A medida causou estranheza entre juristas, pois a acareação está prevista para ocorrer antes mesmo da oitiva dos envolvidos no caso que culminou na liquidação do Banco Master. A instituição financeira argumenta que a investigação ainda está em fase inicial, tornando a acareação neste momento sem sentido.
Conforme informação divulgada pelo g1, o Banco Central, por meio de um embargo de declaração, formulou quatro questionamentos principais ao STF. O objetivo é obter clareza sobre os pontos que o ministro Dias Toffoli pretende esclarecer e a condição em que o diretor do BC está sendo intimado, além da justificativa para a urgência da medida durante o período de férias forenses.
Questionamentos do BC ao STF
No recurso, o Banco Central indaga quais são os pontos controversos específicos que o ministro Dias Toffoli deseja esclarecer durante a acareação. A instituição também busca definir se o diretor Ailton de Aquino Santos está sendo convocado na condição de acusado, testemunha, representante legal do BC ou em caráter pessoal.
Caso a intimação seja em caráter institucional e como testemunha, o BC questiona se o diretor pode ser acompanhado por um colega da área técnica. Esse acompanhamento seria para auxiliar na contextualização das decisões que levaram à liquidação do Banco Master, detalhando o processo para o STF.
Urgência e polêmicas no caso Master
A principal dúvida levantada pelo Banco Central é o motivo da urgência em marcar a acareação para o período de recesso judicial. A convocação, que também pode incluir o ex-presidente do BRB, Paulo Henrique Costa, foi agendada para a próxima terça-feira (30), antes que os depoimentos formais das partes envolvidas sejam colhidos. Essa antecipação levanta questionamentos sobre a necessidade da pressa.

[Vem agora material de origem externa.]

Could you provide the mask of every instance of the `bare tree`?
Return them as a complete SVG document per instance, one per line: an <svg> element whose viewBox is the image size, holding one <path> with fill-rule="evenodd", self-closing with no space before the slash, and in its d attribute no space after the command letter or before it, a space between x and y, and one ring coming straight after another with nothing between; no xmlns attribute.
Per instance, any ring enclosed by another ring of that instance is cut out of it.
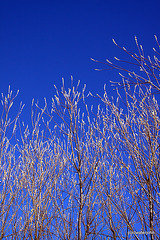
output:
<svg viewBox="0 0 160 240"><path fill-rule="evenodd" d="M104 97L100 97L107 108L103 118L108 129L106 135L110 133L110 153L119 168L118 175L122 175L122 185L117 192L119 197L117 199L117 195L113 195L111 202L125 223L127 232L138 238L138 232L142 231L146 233L146 238L150 235L151 239L159 239L160 110L157 101L159 95L156 93L160 92L160 65L156 56L153 57L154 60L145 58L143 47L139 46L137 38L135 40L139 55L119 47L115 41L114 43L135 61L127 63L133 68L138 67L138 73L136 69L131 71L109 60L103 63L120 70L122 76L122 83L118 82L117 85L116 103L109 100L106 91ZM158 43L157 38L156 41ZM126 64L126 61L115 59ZM120 94L119 86L123 87L124 93ZM109 190L106 194L110 196ZM123 233L126 231L123 230Z"/></svg>
<svg viewBox="0 0 160 240"><path fill-rule="evenodd" d="M18 92L17 92L18 94ZM16 218L19 210L17 197L19 187L17 186L19 169L16 163L16 141L14 140L19 115L23 109L20 105L19 111L11 120L13 97L10 87L7 96L2 94L2 108L0 119L0 239L15 232ZM12 114L13 115L13 114Z"/></svg>
<svg viewBox="0 0 160 240"><path fill-rule="evenodd" d="M97 239L104 227L97 186L101 160L99 137L85 102L85 87L81 93L78 86L72 86L67 92L63 83L61 92L56 91L52 114L49 111L45 114L51 122L54 122L54 114L61 120L61 124L60 121L56 124L65 161L60 199L57 200L59 239Z"/></svg>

O caso do Banco Master já esteve envolto em polêmicas. Entre elas, a viagem do ministro Dias Toffoli em um jatinho particular, acompanhado por um advogado ligado ao banco, para assistir à final da Libertadores. Além disso, veio à tona a existência de um contrato mensal de R$ 3,6 milhões entre o escritório da esposa de Alexandre de Moraes e o Banco Master.

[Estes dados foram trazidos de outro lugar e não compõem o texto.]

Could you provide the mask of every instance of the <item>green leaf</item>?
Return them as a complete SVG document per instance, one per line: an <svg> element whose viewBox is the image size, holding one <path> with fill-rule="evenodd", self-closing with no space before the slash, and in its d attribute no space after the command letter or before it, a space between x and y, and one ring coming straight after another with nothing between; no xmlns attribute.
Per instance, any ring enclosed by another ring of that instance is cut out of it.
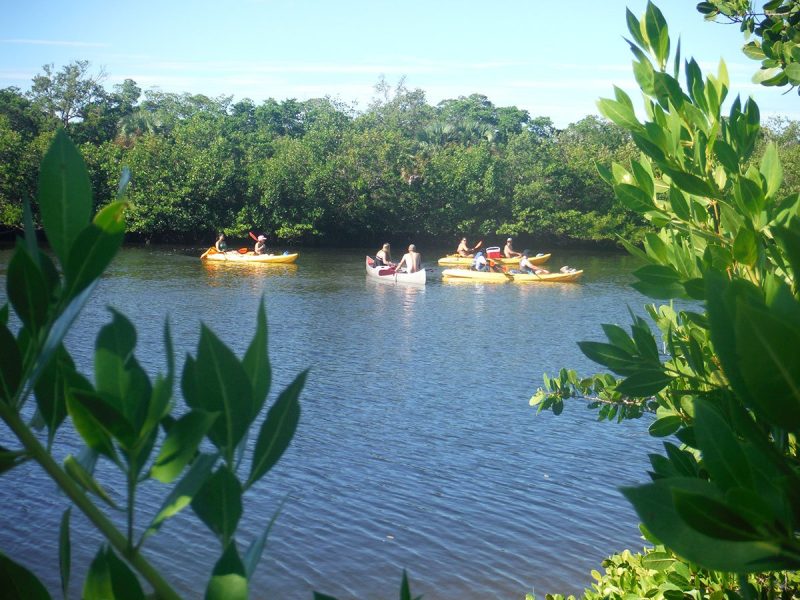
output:
<svg viewBox="0 0 800 600"><path fill-rule="evenodd" d="M17 245L8 263L6 288L8 299L20 320L33 332L43 327L47 321L50 294L44 275L22 243Z"/></svg>
<svg viewBox="0 0 800 600"><path fill-rule="evenodd" d="M653 421L648 431L653 437L667 437L678 431L682 425L683 419L677 415L670 415Z"/></svg>
<svg viewBox="0 0 800 600"><path fill-rule="evenodd" d="M695 404L695 435L714 483L727 491L753 489L753 476L745 449L720 412L709 402Z"/></svg>
<svg viewBox="0 0 800 600"><path fill-rule="evenodd" d="M21 465L26 458L24 450L9 450L0 446L0 475Z"/></svg>
<svg viewBox="0 0 800 600"><path fill-rule="evenodd" d="M70 389L67 399L67 410L70 412L70 415L77 412L75 410L76 404L82 405L85 411L91 415L92 421L101 427L106 434L116 439L123 448L126 450L133 448L138 439L137 432L126 415L119 410L114 401L107 394ZM86 428L83 430L79 429L81 437L83 437L85 431ZM89 436L84 437L84 441L86 441L87 445L94 448L90 442L92 442L95 437L95 432L89 432ZM100 448L95 448L95 450L100 451Z"/></svg>
<svg viewBox="0 0 800 600"><path fill-rule="evenodd" d="M655 208L653 198L634 185L621 183L614 187L614 193L622 204L638 213L644 213Z"/></svg>
<svg viewBox="0 0 800 600"><path fill-rule="evenodd" d="M628 375L639 366L639 363L630 354L612 344L578 342L578 347L589 359L608 367L619 375Z"/></svg>
<svg viewBox="0 0 800 600"><path fill-rule="evenodd" d="M77 393L85 395L90 392L78 390ZM91 408L77 399L72 388L67 390L67 413L72 419L76 431L89 448L110 458L117 460L116 450L108 431L92 414Z"/></svg>
<svg viewBox="0 0 800 600"><path fill-rule="evenodd" d="M153 521L145 531L143 538L155 533L164 521L175 516L189 505L194 495L209 478L217 458L216 455L212 454L200 454L195 458L186 475L172 488L172 491L164 500L158 513L153 517Z"/></svg>
<svg viewBox="0 0 800 600"><path fill-rule="evenodd" d="M689 221L692 218L692 212L689 209L689 203L686 201L686 196L683 195L676 186L669 186L669 204L672 211L679 219Z"/></svg>
<svg viewBox="0 0 800 600"><path fill-rule="evenodd" d="M294 437L300 421L300 392L306 382L308 371L300 373L295 380L281 392L258 433L253 451L250 477L245 487L261 479L280 459Z"/></svg>
<svg viewBox="0 0 800 600"><path fill-rule="evenodd" d="M760 539L747 519L724 502L681 489L674 489L672 497L678 516L689 527L704 535L733 542Z"/></svg>
<svg viewBox="0 0 800 600"><path fill-rule="evenodd" d="M795 66L800 67L800 65ZM778 147L775 142L767 144L764 156L761 157L759 171L767 182L767 196L774 198L783 183L783 167L781 167L781 159L778 157Z"/></svg>
<svg viewBox="0 0 800 600"><path fill-rule="evenodd" d="M64 268L68 298L100 277L116 256L125 236L126 207L125 202L106 205L78 235Z"/></svg>
<svg viewBox="0 0 800 600"><path fill-rule="evenodd" d="M641 370L617 384L616 391L631 398L647 398L663 390L672 379L657 369Z"/></svg>
<svg viewBox="0 0 800 600"><path fill-rule="evenodd" d="M636 354L636 344L633 343L633 340L622 327L609 324L604 324L602 327L609 342L628 354Z"/></svg>
<svg viewBox="0 0 800 600"><path fill-rule="evenodd" d="M664 169L664 171L669 175L670 179L672 179L672 182L684 192L707 198L714 198L717 195L705 180L691 173L684 173L683 171L675 171L672 169Z"/></svg>
<svg viewBox="0 0 800 600"><path fill-rule="evenodd" d="M190 407L220 413L208 437L231 462L253 420L253 388L233 352L205 325L196 361L187 360L184 365L182 386Z"/></svg>
<svg viewBox="0 0 800 600"><path fill-rule="evenodd" d="M800 428L800 330L781 316L739 300L735 320L739 369L761 416Z"/></svg>
<svg viewBox="0 0 800 600"><path fill-rule="evenodd" d="M800 64L796 62L789 63L786 65L786 68L783 70L786 74L786 77L789 78L789 83L792 85L797 85L800 83Z"/></svg>
<svg viewBox="0 0 800 600"><path fill-rule="evenodd" d="M34 387L36 406L47 426L49 443L67 416L69 389L91 390L91 384L75 370L72 357L62 345L42 370Z"/></svg>
<svg viewBox="0 0 800 600"><path fill-rule="evenodd" d="M755 232L742 226L733 241L733 257L742 264L753 266L758 260L758 242Z"/></svg>
<svg viewBox="0 0 800 600"><path fill-rule="evenodd" d="M659 479L622 489L648 531L685 559L707 569L753 573L762 572L780 552L779 545L772 542L720 541L689 527L676 511L675 491L719 499L712 484L690 477Z"/></svg>
<svg viewBox="0 0 800 600"><path fill-rule="evenodd" d="M264 297L258 303L258 315L256 317L256 333L253 341L245 352L242 366L247 372L250 383L253 386L253 413L255 419L266 402L272 382L272 367L269 363L269 352L267 348L267 314L264 310Z"/></svg>
<svg viewBox="0 0 800 600"><path fill-rule="evenodd" d="M244 564L239 558L236 543L231 541L225 547L206 588L206 600L247 600L247 576Z"/></svg>
<svg viewBox="0 0 800 600"><path fill-rule="evenodd" d="M42 582L28 569L0 552L0 590L6 600L50 600Z"/></svg>
<svg viewBox="0 0 800 600"><path fill-rule="evenodd" d="M739 155L733 147L724 140L717 140L714 143L714 154L717 160L722 163L730 173L739 172Z"/></svg>
<svg viewBox="0 0 800 600"><path fill-rule="evenodd" d="M639 19L636 18L636 15L631 12L630 8L625 9L625 20L628 24L628 31L631 32L633 39L641 48L646 48L647 46L642 37L642 25L639 23Z"/></svg>
<svg viewBox="0 0 800 600"><path fill-rule="evenodd" d="M667 21L658 7L652 2L647 2L647 10L644 15L644 27L647 31L647 39L650 48L658 59L659 65L666 65L669 58L669 31Z"/></svg>
<svg viewBox="0 0 800 600"><path fill-rule="evenodd" d="M149 412L152 385L133 356L136 328L124 315L111 309L111 323L97 335L94 370L97 389L106 403L119 412L128 424L129 437L117 438L130 448L139 439ZM112 430L113 423L101 422Z"/></svg>
<svg viewBox="0 0 800 600"><path fill-rule="evenodd" d="M62 265L92 214L86 164L64 133L56 132L39 172L39 210L47 239Z"/></svg>
<svg viewBox="0 0 800 600"><path fill-rule="evenodd" d="M221 465L192 498L192 510L219 537L223 546L233 538L242 516L242 486Z"/></svg>
<svg viewBox="0 0 800 600"><path fill-rule="evenodd" d="M70 506L61 515L61 525L58 529L58 566L61 575L61 593L68 597L69 576L72 570L72 545L69 539L69 517L72 514Z"/></svg>
<svg viewBox="0 0 800 600"><path fill-rule="evenodd" d="M261 560L261 555L264 552L264 546L267 543L267 538L269 537L269 532L272 531L272 526L275 524L275 521L278 520L278 515L280 515L281 510L283 509L283 505L286 502L286 496L278 505L278 508L272 514L272 518L267 523L267 526L264 528L264 531L258 536L250 546L247 548L247 552L244 554L244 566L245 566L245 573L247 574L247 579L252 579L253 573L256 572L256 567L258 566L258 561Z"/></svg>
<svg viewBox="0 0 800 600"><path fill-rule="evenodd" d="M103 547L89 567L83 600L144 600L144 591L130 567L111 548Z"/></svg>
<svg viewBox="0 0 800 600"><path fill-rule="evenodd" d="M42 345L42 350L39 352L39 356L36 359L36 366L34 367L33 375L30 377L32 381L37 380L42 369L47 366L47 363L53 357L53 354L58 351L58 348L64 341L64 336L72 326L72 322L78 317L78 314L80 314L83 306L89 300L89 296L91 296L96 286L97 281L92 282L92 284L90 284L80 294L70 300L69 304L61 312L61 315L55 320L53 326L50 328L50 333L48 333L47 338ZM2 361L0 361L0 363L1 362Z"/></svg>
<svg viewBox="0 0 800 600"><path fill-rule="evenodd" d="M217 413L191 411L178 419L167 433L158 453L151 476L161 483L170 483L181 474L197 453L200 442L217 418Z"/></svg>
<svg viewBox="0 0 800 600"><path fill-rule="evenodd" d="M744 52L747 58L752 58L753 60L764 60L767 55L764 54L764 50L761 49L761 46L758 45L757 41L748 42L742 47L742 52Z"/></svg>
<svg viewBox="0 0 800 600"><path fill-rule="evenodd" d="M97 483L97 480L95 480L71 454L64 459L64 470L67 472L67 475L72 477L75 483L80 485L87 492L91 492L112 508L117 508L116 502L108 495L108 492Z"/></svg>
<svg viewBox="0 0 800 600"><path fill-rule="evenodd" d="M666 571L673 567L677 561L666 552L649 552L642 557L642 566L654 571Z"/></svg>
<svg viewBox="0 0 800 600"><path fill-rule="evenodd" d="M597 101L597 108L600 114L620 127L632 130L638 130L642 127L633 109L622 102L601 98Z"/></svg>
<svg viewBox="0 0 800 600"><path fill-rule="evenodd" d="M5 324L0 325L0 402L11 402L22 377L22 354Z"/></svg>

Posteriormente, a colunista Malu Gaspar revelou que o ministro Alexandre de Moraes manteve contato com o presidente do Banco Central, Gabriel Galípolo, para tratar sobre o caso Master. Essas revelações adicionam camadas de complexidade à investigação e à atuação do STF no caso.

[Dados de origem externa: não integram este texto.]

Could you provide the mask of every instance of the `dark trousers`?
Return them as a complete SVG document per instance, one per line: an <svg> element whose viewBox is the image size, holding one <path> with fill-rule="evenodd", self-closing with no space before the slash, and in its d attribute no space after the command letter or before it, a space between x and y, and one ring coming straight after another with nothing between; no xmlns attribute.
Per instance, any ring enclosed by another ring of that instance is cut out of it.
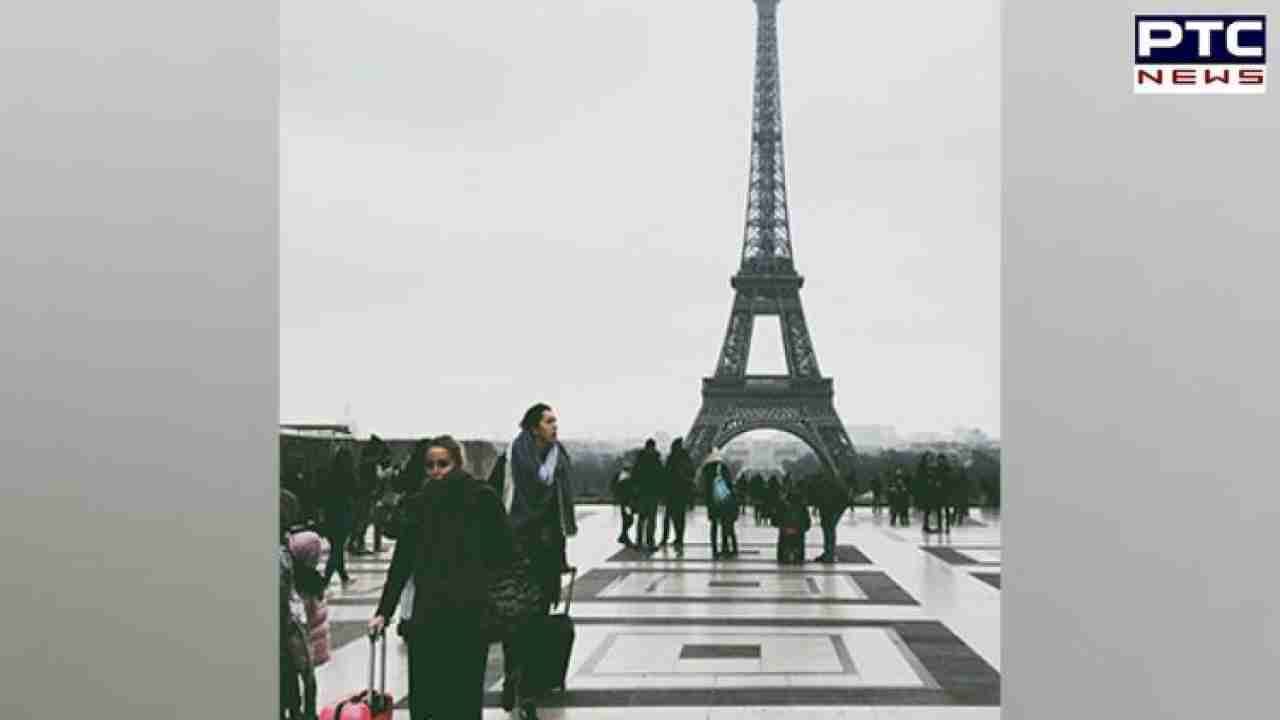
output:
<svg viewBox="0 0 1280 720"><path fill-rule="evenodd" d="M441 618L415 624L412 632L410 720L480 720L489 643L479 622Z"/></svg>
<svg viewBox="0 0 1280 720"><path fill-rule="evenodd" d="M930 520L933 522L931 523ZM948 522L946 508L942 505L934 505L924 511L924 527L925 532L951 532L951 523Z"/></svg>
<svg viewBox="0 0 1280 720"><path fill-rule="evenodd" d="M658 509L652 510L645 508L645 512L640 515L640 538L639 543L645 547L653 547L657 543L654 540L658 535Z"/></svg>
<svg viewBox="0 0 1280 720"><path fill-rule="evenodd" d="M351 536L347 542L353 550L363 552L365 535L369 533L369 523L373 519L373 503L368 500L357 501L352 519Z"/></svg>
<svg viewBox="0 0 1280 720"><path fill-rule="evenodd" d="M325 531L329 540L329 562L324 566L324 584L333 580L334 573L347 582L351 576L347 574L347 537L351 531L346 527L332 527Z"/></svg>
<svg viewBox="0 0 1280 720"><path fill-rule="evenodd" d="M844 508L832 508L818 511L822 521L822 557L833 562L836 559L836 528L840 524L844 510Z"/></svg>
<svg viewBox="0 0 1280 720"><path fill-rule="evenodd" d="M684 520L686 508L683 505L667 505L662 513L662 544L667 544L667 537L674 527L676 531L676 547L684 547Z"/></svg>
<svg viewBox="0 0 1280 720"><path fill-rule="evenodd" d="M636 521L636 514L626 505L619 505L618 509L622 511L622 532L618 533L619 542L631 544L631 526Z"/></svg>
<svg viewBox="0 0 1280 720"><path fill-rule="evenodd" d="M280 650L280 717L282 720L313 720L316 716L316 673L311 666L307 631L298 623L285 621L280 632L284 636ZM299 682L301 688L298 687Z"/></svg>
<svg viewBox="0 0 1280 720"><path fill-rule="evenodd" d="M719 535L720 544L716 545L716 538ZM738 552L738 533L734 528L732 520L717 520L711 518L711 554L723 551L726 553Z"/></svg>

Liquidação do Banco Master
A liquidação do Banco Master ocorreu após a descoberta de **fraudes bancárias** que somam aproximadamente R$ 12 bilhões. A instituição também apresentava dificuldades em honrar seus compromissos financeiros com os clientes, o que levou à intervenção das autoridades. O caso segue sob análise e gera debates sobre a transparência e a celeridade dos processos judiciais.